Let's see how we could use this in a route handler now:

…
server.route({
  path: '/hello/{name}',
  method: 'GET',
  handler: function (request, reply) {
    const name = request.params.name;
    return server.methods.getHello(name, reply);
  }
});
…

Here we call the server method and pass the reply as the server method callback, which means not too much extra complexity has been added to the route handler in order to add an in-memory server-side cache here.

The huge advantage of this is now that if an in-memory cache wasn't suitable for your needs, you could add a different default cache engine using some of the other catbox adapters, and you wouldn't need to update any server methods or route handler code.

It's worth noting here that in order to test or use your cache, unlike earlier where we could test with server.inject(), you must have started your server or at least called server.initialize(). This can be a common source of frustration when adding or testing the cache functionality.

Let's now look at a more real-world example. Let's modify our user store example so that for the GET route where we retrieve a user from the database, it will now cache this in memory so that all future requests for the same user will be retrieved from the cache instead of querying the database every time.

As we saw with the previous example, adding the caching functionality doesn't look too complicated.
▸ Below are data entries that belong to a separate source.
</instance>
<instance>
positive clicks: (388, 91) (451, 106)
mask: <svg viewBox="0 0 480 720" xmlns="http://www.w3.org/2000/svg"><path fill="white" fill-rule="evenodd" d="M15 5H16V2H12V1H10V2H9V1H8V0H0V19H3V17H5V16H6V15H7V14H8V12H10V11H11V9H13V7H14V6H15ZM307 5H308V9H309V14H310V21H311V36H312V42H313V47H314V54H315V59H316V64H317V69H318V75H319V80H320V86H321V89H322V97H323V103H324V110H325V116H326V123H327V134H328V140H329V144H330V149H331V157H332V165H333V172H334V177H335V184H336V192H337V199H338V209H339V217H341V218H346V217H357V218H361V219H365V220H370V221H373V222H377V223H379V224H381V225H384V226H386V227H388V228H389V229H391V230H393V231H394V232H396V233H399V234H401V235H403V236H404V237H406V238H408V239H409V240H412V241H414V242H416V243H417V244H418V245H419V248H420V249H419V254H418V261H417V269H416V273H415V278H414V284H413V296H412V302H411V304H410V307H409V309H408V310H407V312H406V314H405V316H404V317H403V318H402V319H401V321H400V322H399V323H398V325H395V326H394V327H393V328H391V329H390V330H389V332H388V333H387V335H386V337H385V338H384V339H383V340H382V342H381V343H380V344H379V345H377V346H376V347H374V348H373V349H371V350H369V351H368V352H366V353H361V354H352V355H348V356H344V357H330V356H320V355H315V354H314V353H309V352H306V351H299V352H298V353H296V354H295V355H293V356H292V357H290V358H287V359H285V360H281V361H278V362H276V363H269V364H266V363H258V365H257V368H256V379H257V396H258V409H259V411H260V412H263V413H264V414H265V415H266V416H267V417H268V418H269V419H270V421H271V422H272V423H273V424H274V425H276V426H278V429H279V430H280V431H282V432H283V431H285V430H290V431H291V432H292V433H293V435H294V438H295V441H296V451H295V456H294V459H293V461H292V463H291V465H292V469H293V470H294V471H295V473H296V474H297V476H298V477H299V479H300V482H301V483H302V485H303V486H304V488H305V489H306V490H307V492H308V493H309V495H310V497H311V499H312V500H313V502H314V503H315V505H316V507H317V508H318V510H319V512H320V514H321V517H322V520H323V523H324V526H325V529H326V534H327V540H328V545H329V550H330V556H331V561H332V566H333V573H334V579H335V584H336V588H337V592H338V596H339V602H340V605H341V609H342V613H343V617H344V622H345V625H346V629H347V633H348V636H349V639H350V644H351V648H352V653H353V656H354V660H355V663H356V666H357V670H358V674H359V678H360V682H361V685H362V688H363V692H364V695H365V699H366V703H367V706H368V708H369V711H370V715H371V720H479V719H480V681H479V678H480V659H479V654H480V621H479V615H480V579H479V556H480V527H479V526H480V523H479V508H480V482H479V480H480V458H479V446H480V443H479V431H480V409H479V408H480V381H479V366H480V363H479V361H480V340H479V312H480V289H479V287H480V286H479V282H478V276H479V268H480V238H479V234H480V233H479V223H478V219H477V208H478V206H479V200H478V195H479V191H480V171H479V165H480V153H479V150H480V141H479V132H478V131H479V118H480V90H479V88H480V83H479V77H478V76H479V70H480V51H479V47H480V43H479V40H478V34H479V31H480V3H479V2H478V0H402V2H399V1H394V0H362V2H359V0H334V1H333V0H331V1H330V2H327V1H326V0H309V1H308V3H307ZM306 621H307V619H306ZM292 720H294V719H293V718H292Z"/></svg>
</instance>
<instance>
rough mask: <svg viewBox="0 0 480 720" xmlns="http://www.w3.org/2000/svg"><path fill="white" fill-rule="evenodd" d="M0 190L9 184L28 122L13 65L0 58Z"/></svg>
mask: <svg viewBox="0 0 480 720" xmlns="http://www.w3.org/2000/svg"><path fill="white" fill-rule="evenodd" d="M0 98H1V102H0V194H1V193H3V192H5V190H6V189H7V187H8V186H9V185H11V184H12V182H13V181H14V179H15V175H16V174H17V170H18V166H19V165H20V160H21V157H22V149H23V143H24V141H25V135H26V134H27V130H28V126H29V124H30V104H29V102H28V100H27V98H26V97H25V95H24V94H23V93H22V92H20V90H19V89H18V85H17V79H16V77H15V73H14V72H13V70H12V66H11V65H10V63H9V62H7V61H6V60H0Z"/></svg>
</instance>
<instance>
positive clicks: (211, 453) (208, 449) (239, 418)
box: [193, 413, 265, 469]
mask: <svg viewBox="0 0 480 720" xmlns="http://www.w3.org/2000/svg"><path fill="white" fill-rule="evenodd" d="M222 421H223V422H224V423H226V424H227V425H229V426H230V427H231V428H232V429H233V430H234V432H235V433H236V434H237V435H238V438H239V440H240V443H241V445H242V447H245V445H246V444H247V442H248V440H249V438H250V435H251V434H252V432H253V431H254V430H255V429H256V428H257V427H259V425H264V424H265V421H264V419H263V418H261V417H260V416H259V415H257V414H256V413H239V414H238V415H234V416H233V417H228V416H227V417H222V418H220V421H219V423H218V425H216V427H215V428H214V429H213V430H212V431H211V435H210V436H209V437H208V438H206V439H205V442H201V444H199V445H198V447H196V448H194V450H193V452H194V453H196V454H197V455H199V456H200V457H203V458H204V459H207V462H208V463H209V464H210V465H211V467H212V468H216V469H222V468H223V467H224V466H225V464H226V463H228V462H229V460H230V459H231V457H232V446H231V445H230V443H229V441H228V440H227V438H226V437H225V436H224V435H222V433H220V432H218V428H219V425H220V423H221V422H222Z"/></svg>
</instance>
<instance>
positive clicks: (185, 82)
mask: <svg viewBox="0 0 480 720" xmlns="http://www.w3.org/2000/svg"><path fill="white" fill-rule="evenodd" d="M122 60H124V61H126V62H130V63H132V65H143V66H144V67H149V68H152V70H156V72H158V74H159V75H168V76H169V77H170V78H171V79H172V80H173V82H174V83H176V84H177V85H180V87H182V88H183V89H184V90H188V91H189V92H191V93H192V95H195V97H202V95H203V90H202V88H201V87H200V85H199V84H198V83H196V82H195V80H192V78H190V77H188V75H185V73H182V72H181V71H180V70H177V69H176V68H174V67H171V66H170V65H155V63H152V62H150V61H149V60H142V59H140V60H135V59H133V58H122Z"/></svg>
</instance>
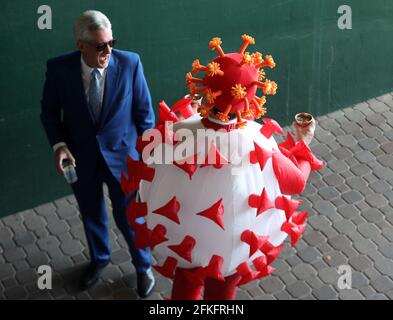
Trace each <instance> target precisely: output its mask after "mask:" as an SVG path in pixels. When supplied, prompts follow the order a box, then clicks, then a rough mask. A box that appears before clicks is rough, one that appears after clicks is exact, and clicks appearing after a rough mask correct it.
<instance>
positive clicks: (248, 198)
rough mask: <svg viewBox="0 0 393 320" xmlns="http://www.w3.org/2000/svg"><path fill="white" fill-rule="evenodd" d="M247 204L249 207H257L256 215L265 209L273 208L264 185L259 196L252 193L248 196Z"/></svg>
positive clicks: (255, 194)
mask: <svg viewBox="0 0 393 320" xmlns="http://www.w3.org/2000/svg"><path fill="white" fill-rule="evenodd" d="M248 205H249V206H250V207H251V208H257V216H259V215H260V214H261V213H263V212H265V211H266V210H269V209H271V208H274V203H273V202H271V201H270V199H269V197H268V195H267V192H266V189H265V187H264V188H263V189H262V193H261V195H260V196H258V195H256V194H252V195H250V196H249V197H248Z"/></svg>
Here, we will register a server method with cache configuration for the getUser function, then update our route handler to call the server method instead of the getUser function directly. Let's look at what this looks like now. First, we will add the server method for the getUser function:

…
server.method('getUser', getUser, {
  cache: {
    expiresIn: 30 * 1000,
    generateTimeout: 1000
  }
});
…

Next we make the update to the GET route handler for calling our new server method:

…
handler: function (request, reply) {
  const userId = request.params.userId;
  server.methods.getUser(userId, (err, user) => {
    if (!user) {
      return reply(Boom.notFound());
    }
    return reply(user);
  });
},
…

So, as we saw with the previous example, it's not very difficult to add some simple caching to our applications, even for more real-world examples. The complete example can be found in the examples for this chapter in the Getting Started with hapi.js repository on GitHub (https://github.com/johnbrett/Getting-Started-with-hapi.js). I encourage you to run this one and test it out, as I've added some console.log() messages to the example to show which requests actually hit the database and which are returned just from the in-memory cache.

While this example is much closer to how caching would be used in the real world, there are still some problems that are left unsolved. If you think about adding UPDATE or DELETE routes to this user store API, you would need methods to invalidate the cache for a user. Without those, we would return out-of-date content for the duration for which the response was in the cache.

For this, we use the drop() method that is added when we create a server method. In a sample UPDATE or DELETE route handler, this would work something like the following:

…
handler: function (request, reply) {
  const userId = request.params.userId;
  // perform update or delete logic
  server.methods.getUser.cache.drop(userId, () => {
    console.log('user removed from cache ... ');
    return reply({ message: 'user removed from cache!' });
  });
},
…

Cache invalidation can actually become a very complex topic in applications, as there is no silver-bullet solution that can be used for every application. While my goal was not to cover caching completely here, as it is quite a large topic on its own, I hope I have given you enough to think about here so that when you build your applications, you'll have a good starting point for adding a layer of server-side caching with hapi.